LOCUSONLINE, RAJA AMPAT – Sejumlah aktivis lingkungan dan pakar hukum mendesak aparat penegak hukum dan Kementerian Lingkungan Hidup untuk turut mengusut dugaan pelanggaran pidana oleh PT Gag Nikel di Kabupaten Raja Ampat, Papua Barat Daya. Desakan itu muncul setelah pemerintah hanya mencabut izin usaha pertambangan (IUP) empat dari lima perusahaan tambang nikel yang beroperasi di wilayah kepulauan tersebut.
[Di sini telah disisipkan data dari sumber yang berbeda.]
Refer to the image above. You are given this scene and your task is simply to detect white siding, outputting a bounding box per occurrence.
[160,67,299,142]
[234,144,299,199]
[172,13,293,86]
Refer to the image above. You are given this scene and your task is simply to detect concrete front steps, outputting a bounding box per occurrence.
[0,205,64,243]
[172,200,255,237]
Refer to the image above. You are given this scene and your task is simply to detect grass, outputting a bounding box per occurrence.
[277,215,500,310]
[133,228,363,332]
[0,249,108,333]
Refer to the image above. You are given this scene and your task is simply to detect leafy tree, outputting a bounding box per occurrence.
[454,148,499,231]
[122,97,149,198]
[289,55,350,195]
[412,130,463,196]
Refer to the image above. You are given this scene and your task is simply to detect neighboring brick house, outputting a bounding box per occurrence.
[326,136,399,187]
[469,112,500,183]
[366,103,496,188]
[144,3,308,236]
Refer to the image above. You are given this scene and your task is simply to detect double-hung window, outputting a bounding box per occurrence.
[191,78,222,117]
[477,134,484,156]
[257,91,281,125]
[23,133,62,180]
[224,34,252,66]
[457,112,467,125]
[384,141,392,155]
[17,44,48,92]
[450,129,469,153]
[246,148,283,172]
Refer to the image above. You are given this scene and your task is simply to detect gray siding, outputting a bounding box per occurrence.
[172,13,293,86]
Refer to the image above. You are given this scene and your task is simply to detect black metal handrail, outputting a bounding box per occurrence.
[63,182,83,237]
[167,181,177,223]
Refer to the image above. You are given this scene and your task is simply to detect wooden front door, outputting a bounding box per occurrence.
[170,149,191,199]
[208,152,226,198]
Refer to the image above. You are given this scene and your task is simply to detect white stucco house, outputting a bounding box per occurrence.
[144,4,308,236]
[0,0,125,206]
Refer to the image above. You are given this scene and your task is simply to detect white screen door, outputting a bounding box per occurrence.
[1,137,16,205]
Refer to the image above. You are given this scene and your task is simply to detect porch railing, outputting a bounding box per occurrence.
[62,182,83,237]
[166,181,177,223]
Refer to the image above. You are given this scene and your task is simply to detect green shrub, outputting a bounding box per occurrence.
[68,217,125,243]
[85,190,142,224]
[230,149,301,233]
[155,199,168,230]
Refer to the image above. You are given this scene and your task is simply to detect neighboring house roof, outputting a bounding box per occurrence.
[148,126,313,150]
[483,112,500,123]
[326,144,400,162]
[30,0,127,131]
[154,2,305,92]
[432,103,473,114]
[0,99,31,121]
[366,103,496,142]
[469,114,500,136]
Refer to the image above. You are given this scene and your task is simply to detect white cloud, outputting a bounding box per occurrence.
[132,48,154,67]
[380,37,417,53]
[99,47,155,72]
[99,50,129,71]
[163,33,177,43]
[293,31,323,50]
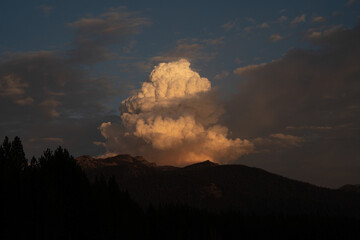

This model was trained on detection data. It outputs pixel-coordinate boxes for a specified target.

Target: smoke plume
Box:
[97,59,253,165]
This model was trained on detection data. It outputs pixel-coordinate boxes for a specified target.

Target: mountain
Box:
[77,155,360,216]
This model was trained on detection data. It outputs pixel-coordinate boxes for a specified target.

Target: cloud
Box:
[269,33,284,42]
[99,59,253,165]
[38,5,54,17]
[221,21,235,32]
[256,22,269,28]
[346,0,355,6]
[291,14,306,25]
[0,5,150,156]
[214,71,230,80]
[312,16,325,23]
[69,7,151,63]
[252,133,305,153]
[131,37,224,71]
[228,26,360,188]
[278,15,288,22]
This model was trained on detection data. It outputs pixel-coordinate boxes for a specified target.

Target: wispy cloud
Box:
[221,21,236,32]
[312,16,325,23]
[291,14,306,25]
[269,33,284,42]
[38,5,54,17]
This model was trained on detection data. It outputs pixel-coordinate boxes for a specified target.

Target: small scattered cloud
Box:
[244,26,252,33]
[346,0,355,6]
[221,21,235,32]
[291,14,306,25]
[38,5,54,17]
[256,22,269,29]
[253,133,305,153]
[234,63,266,76]
[214,71,230,80]
[312,16,325,23]
[244,17,255,23]
[278,15,288,22]
[269,33,284,42]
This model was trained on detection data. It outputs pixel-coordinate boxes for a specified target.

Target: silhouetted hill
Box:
[339,184,360,194]
[77,155,360,216]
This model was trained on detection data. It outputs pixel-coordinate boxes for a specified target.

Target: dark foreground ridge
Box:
[77,155,360,216]
[0,137,360,239]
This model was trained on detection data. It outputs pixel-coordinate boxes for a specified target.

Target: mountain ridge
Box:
[77,155,360,215]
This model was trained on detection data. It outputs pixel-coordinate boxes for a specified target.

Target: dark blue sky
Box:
[0,0,360,186]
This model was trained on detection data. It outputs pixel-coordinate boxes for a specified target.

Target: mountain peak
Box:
[76,154,156,168]
[184,160,219,169]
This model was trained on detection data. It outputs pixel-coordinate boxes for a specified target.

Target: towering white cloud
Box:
[99,59,253,165]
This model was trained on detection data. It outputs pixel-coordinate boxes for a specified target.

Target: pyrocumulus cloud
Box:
[97,59,253,165]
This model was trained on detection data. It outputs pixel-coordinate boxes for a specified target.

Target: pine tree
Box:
[9,136,27,172]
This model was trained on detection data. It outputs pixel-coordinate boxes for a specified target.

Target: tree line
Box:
[0,137,360,239]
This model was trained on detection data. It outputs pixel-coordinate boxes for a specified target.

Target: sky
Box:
[0,0,360,187]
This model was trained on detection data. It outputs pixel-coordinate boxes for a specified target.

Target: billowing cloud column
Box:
[99,59,253,165]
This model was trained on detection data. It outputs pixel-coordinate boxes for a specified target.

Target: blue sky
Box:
[0,0,360,186]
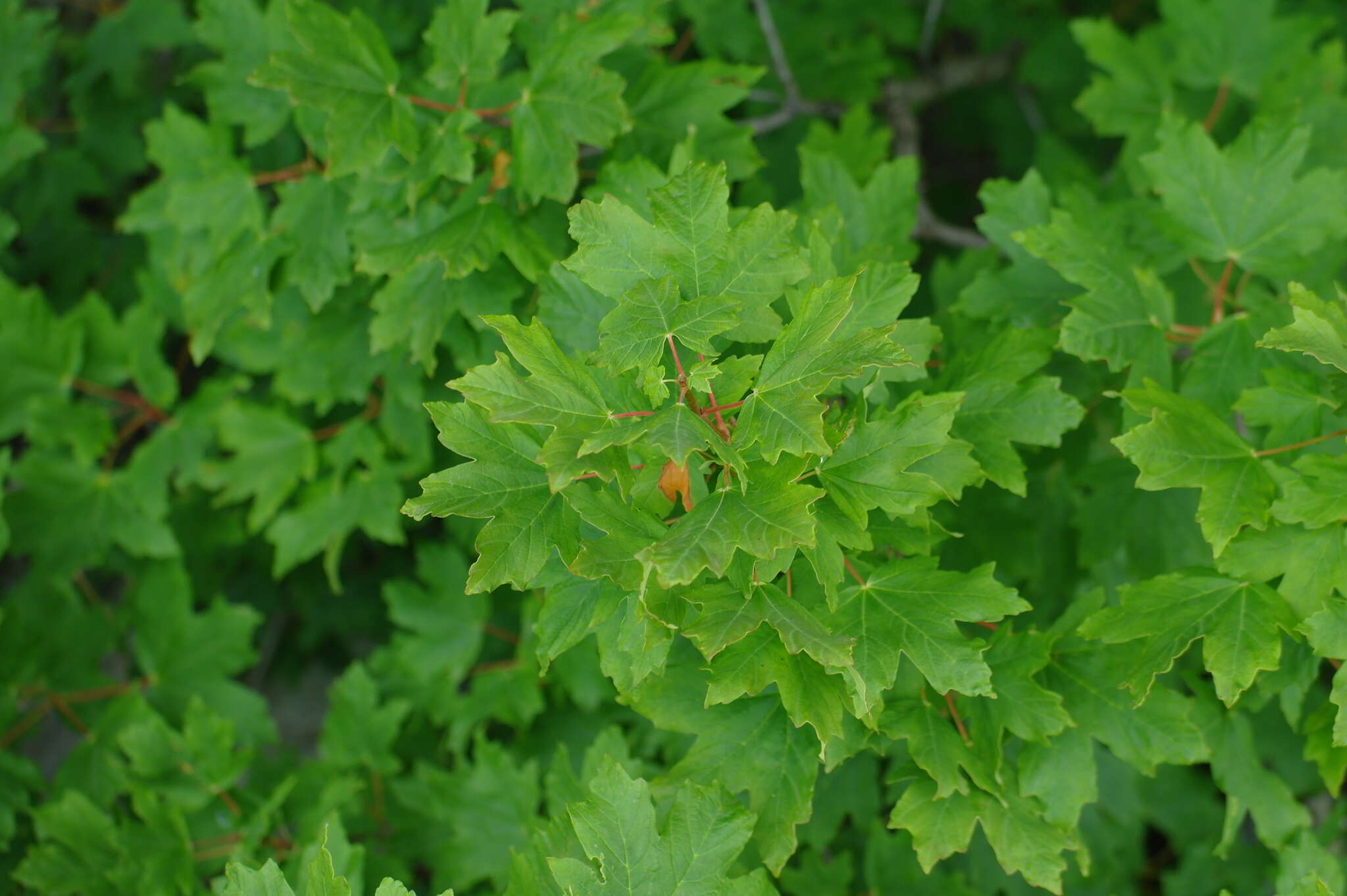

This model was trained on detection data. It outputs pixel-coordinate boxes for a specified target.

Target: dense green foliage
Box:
[8,0,1347,896]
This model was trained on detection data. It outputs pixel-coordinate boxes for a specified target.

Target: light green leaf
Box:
[1258,283,1347,371]
[830,557,1029,713]
[1079,571,1293,706]
[253,0,420,177]
[1113,381,1275,557]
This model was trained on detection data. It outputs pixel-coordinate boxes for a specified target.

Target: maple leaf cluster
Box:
[0,0,1347,896]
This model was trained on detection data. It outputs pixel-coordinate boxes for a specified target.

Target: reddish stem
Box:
[1188,256,1216,292]
[70,377,168,423]
[468,659,518,675]
[668,26,697,62]
[685,352,730,441]
[842,557,865,588]
[1211,258,1235,327]
[577,464,645,479]
[59,675,155,703]
[406,94,459,112]
[0,699,51,749]
[312,390,384,441]
[253,156,318,187]
[103,408,149,469]
[944,690,973,744]
[369,768,389,838]
[1254,429,1347,458]
[405,93,514,118]
[47,694,89,738]
[1202,81,1230,133]
[1230,270,1254,311]
[482,623,518,644]
[216,787,244,818]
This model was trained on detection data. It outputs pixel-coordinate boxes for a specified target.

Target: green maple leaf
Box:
[1018,728,1099,826]
[819,392,963,526]
[120,104,262,253]
[955,168,1076,327]
[1271,455,1347,529]
[1233,367,1339,446]
[1216,525,1347,616]
[800,148,918,269]
[621,55,762,180]
[1195,697,1310,851]
[594,276,735,373]
[460,315,612,431]
[564,163,808,341]
[353,189,510,277]
[975,626,1075,743]
[423,0,518,90]
[1300,598,1347,747]
[1014,207,1175,370]
[1258,283,1347,371]
[271,177,352,314]
[879,696,1000,799]
[636,464,823,588]
[1113,381,1275,557]
[392,738,541,887]
[0,276,85,440]
[683,582,852,666]
[549,759,765,896]
[1160,0,1319,97]
[318,662,411,775]
[221,859,295,896]
[830,557,1029,713]
[205,401,318,531]
[403,402,578,592]
[942,329,1085,495]
[187,0,289,147]
[253,0,420,177]
[1079,571,1293,706]
[889,782,1076,893]
[1069,19,1175,136]
[369,258,520,374]
[13,790,131,896]
[632,647,819,872]
[706,621,850,744]
[267,467,405,592]
[5,451,179,571]
[734,276,912,464]
[1141,118,1347,277]
[1045,639,1208,775]
[510,15,639,202]
[0,448,12,555]
[67,0,191,97]
[132,562,275,743]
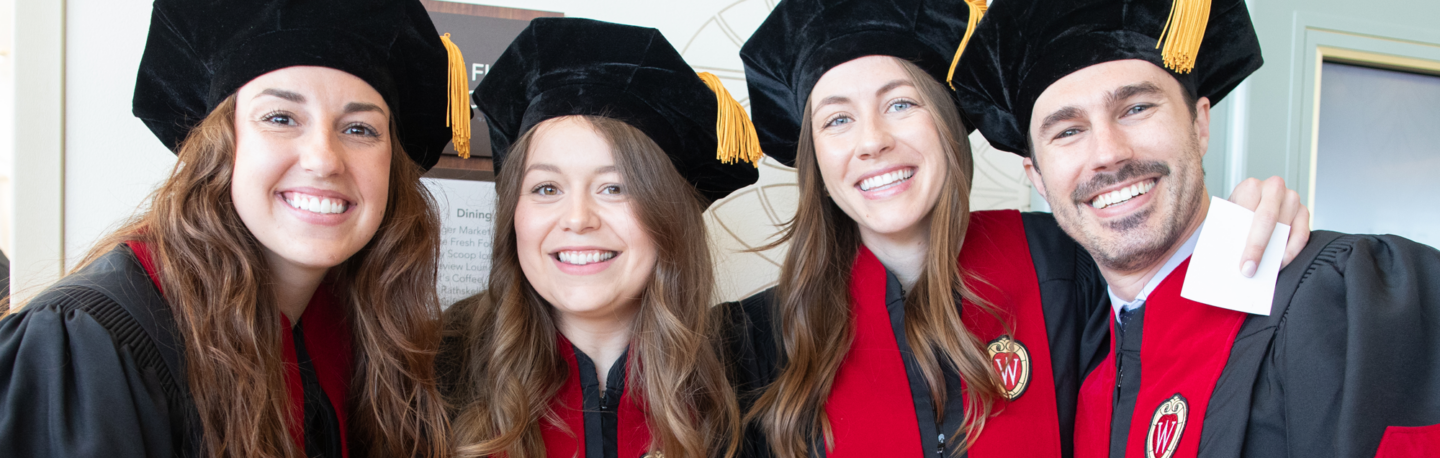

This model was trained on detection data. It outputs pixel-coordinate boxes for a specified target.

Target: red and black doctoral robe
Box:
[1076,230,1440,458]
[0,243,351,457]
[723,210,1104,457]
[540,334,651,458]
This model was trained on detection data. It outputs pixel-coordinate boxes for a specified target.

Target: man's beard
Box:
[1054,137,1205,272]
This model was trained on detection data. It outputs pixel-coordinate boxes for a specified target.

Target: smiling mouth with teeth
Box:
[284,193,350,215]
[554,251,618,265]
[1090,179,1155,210]
[860,169,914,192]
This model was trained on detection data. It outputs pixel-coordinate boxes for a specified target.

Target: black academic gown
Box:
[1076,230,1440,458]
[719,212,1109,457]
[0,245,351,458]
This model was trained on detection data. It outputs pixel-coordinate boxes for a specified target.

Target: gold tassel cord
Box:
[945,0,985,91]
[1155,0,1210,73]
[441,33,469,158]
[697,72,765,167]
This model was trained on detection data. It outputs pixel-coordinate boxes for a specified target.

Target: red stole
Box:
[125,241,354,457]
[1076,259,1247,458]
[825,210,1060,458]
[540,333,651,458]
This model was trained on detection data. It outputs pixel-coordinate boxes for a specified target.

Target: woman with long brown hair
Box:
[0,0,467,457]
[441,19,759,458]
[724,0,1308,458]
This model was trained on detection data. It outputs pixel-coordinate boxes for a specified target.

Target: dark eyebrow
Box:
[811,79,914,114]
[876,79,914,96]
[346,102,384,115]
[1106,81,1165,107]
[1040,107,1084,135]
[255,88,305,104]
[524,164,560,174]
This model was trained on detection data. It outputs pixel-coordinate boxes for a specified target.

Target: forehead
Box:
[811,56,910,104]
[526,117,615,171]
[1030,59,1184,118]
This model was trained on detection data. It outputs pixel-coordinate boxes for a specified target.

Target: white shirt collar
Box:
[1106,223,1205,318]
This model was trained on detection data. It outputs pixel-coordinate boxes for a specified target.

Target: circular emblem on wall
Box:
[1145,393,1189,458]
[985,336,1030,400]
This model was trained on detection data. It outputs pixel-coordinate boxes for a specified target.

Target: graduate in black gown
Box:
[439,19,760,458]
[0,0,468,457]
[956,0,1440,458]
[723,0,1313,458]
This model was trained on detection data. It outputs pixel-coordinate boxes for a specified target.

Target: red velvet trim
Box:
[1125,259,1246,458]
[125,241,166,295]
[540,333,651,458]
[825,246,924,458]
[540,333,585,458]
[298,289,354,457]
[279,314,308,451]
[615,342,651,457]
[961,210,1060,458]
[125,241,354,457]
[1076,313,1116,458]
[1375,425,1440,458]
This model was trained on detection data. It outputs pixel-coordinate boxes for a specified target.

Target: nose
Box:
[300,128,346,177]
[1089,122,1135,171]
[855,112,896,160]
[560,193,600,233]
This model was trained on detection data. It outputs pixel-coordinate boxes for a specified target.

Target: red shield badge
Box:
[985,336,1030,400]
[1145,393,1189,458]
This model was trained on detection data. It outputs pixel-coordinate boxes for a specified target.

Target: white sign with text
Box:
[420,179,495,307]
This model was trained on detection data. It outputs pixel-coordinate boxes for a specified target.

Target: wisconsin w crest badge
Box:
[1145,393,1189,458]
[985,336,1030,400]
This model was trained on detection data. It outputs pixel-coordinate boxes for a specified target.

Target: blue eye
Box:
[261,112,295,125]
[888,101,914,111]
[344,124,380,137]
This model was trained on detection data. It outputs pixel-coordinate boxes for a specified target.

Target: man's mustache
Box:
[1070,161,1171,203]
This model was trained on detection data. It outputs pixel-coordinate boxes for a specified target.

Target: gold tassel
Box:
[441,33,469,158]
[1155,0,1210,73]
[696,72,765,167]
[945,0,985,91]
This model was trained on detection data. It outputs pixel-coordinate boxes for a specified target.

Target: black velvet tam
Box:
[472,17,759,200]
[740,0,969,167]
[134,0,451,169]
[955,0,1263,156]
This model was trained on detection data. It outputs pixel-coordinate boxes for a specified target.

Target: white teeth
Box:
[285,193,348,215]
[860,169,914,192]
[556,251,615,265]
[1090,180,1155,210]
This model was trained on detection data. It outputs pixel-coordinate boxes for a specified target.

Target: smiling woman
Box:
[441,19,759,458]
[0,0,464,457]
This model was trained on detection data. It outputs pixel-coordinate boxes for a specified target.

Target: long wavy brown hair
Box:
[444,117,740,458]
[61,95,449,457]
[746,59,1002,458]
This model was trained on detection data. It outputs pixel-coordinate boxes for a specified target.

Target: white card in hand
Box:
[1179,197,1290,315]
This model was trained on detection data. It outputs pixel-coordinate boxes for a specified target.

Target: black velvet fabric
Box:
[955,0,1263,156]
[472,17,759,200]
[134,0,451,169]
[740,0,969,167]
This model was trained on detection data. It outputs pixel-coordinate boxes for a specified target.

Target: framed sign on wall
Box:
[420,0,564,181]
[420,0,564,307]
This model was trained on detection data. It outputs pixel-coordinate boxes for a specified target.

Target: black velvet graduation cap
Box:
[134,0,455,169]
[955,0,1263,156]
[472,17,760,200]
[740,0,985,167]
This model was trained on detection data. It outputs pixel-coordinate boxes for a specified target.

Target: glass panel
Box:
[1312,62,1440,246]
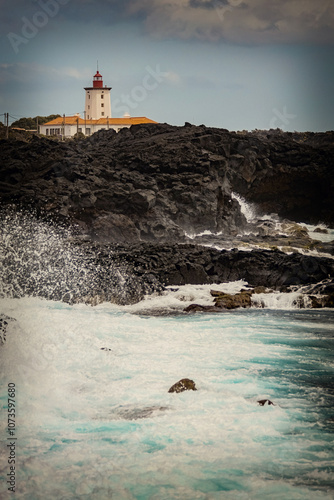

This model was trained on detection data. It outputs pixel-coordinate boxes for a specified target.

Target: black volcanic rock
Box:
[0,124,334,243]
[99,243,334,293]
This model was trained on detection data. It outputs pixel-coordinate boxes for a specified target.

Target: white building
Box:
[39,71,157,138]
[85,71,111,120]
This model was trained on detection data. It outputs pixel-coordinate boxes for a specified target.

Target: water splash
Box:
[0,209,153,304]
[231,193,258,223]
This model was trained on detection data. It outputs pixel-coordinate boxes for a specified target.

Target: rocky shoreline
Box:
[0,124,334,310]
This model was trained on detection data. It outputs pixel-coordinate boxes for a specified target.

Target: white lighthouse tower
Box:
[85,70,111,120]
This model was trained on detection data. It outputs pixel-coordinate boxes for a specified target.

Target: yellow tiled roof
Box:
[43,116,158,127]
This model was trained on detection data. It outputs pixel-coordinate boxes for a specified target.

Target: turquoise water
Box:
[0,298,334,500]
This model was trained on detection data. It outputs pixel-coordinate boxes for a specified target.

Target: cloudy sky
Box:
[0,0,334,131]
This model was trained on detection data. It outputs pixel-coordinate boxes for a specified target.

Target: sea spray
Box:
[0,209,159,305]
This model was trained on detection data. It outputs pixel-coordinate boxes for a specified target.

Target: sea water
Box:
[0,294,334,500]
[0,211,334,500]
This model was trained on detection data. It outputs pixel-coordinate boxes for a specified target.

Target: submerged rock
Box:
[168,378,197,392]
[211,291,252,309]
[0,313,16,345]
[258,399,276,406]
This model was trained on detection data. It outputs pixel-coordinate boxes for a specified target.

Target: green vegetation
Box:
[11,115,60,130]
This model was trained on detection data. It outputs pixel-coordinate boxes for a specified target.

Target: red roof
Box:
[43,116,158,127]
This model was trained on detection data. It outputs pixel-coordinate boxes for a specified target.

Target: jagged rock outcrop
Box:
[168,378,197,393]
[107,244,334,290]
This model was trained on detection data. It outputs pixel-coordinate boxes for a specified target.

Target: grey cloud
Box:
[130,0,334,44]
[0,0,334,44]
[189,0,229,10]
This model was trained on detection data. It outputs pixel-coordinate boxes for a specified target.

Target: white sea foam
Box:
[0,298,333,500]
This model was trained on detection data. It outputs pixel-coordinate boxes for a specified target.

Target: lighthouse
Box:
[85,70,111,120]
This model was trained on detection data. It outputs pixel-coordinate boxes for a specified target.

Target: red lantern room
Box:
[93,71,103,89]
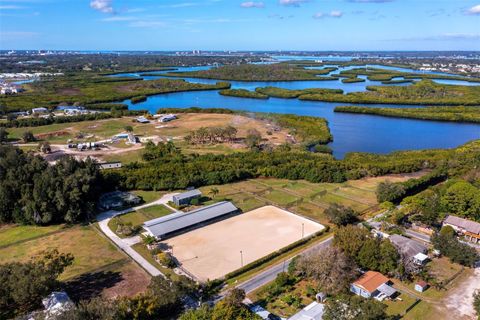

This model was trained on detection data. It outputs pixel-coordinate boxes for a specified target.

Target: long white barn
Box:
[143,201,238,239]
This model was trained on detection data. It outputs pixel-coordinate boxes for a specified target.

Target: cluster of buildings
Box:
[143,201,238,240]
[0,81,23,94]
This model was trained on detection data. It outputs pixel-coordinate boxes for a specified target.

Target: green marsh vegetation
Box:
[168,63,337,81]
[0,75,230,112]
[256,80,480,106]
[218,89,269,99]
[335,106,480,123]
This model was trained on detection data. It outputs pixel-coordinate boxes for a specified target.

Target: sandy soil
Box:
[163,206,324,281]
[444,268,480,320]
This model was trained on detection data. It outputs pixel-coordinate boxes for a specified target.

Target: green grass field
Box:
[0,225,64,248]
[200,177,394,224]
[0,226,126,280]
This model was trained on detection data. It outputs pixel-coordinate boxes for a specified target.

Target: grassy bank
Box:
[0,75,230,112]
[335,106,480,123]
[218,89,268,99]
[168,63,337,81]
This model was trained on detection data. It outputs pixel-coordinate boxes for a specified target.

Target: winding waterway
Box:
[109,62,480,158]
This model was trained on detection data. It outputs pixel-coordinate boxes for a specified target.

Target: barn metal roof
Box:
[173,189,202,200]
[443,215,480,234]
[143,201,238,237]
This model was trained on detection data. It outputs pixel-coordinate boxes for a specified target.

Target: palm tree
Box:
[208,187,220,198]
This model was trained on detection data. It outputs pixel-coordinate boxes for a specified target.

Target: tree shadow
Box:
[65,271,124,302]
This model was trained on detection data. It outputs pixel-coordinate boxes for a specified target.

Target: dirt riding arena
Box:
[163,206,324,281]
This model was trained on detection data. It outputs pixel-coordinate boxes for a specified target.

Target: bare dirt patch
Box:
[163,206,324,281]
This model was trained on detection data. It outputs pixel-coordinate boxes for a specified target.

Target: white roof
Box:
[143,201,238,237]
[288,301,324,320]
[414,252,428,261]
Sabtu, 14 Juni 2025
Wahana Lingkungan Hidup Indonesia (Walhi) menilai seluruh perusahaan yang menambang di pulau-pulau kecil, termasuk PT Gag Nikel, melanggar Undang-Undang Nomor 27 Tahun 2007 tentang Perlindungan Wilayah Pesisir dan Pulau-pulau Kecil (UU PWP3K), khususnya Pasal 35 yang melarang penambangan di wilayah yang berisiko merusak lingkungan. “Jika merujuk pada regulasi yang berlaku, aktivitas tambang di pulau kecil seharusnya tidak dibenarkan,” kata Manajer Kampanye Hukum dan Pembelaan Walhi, Teo Reffelsen, Kamis (12/6/2025).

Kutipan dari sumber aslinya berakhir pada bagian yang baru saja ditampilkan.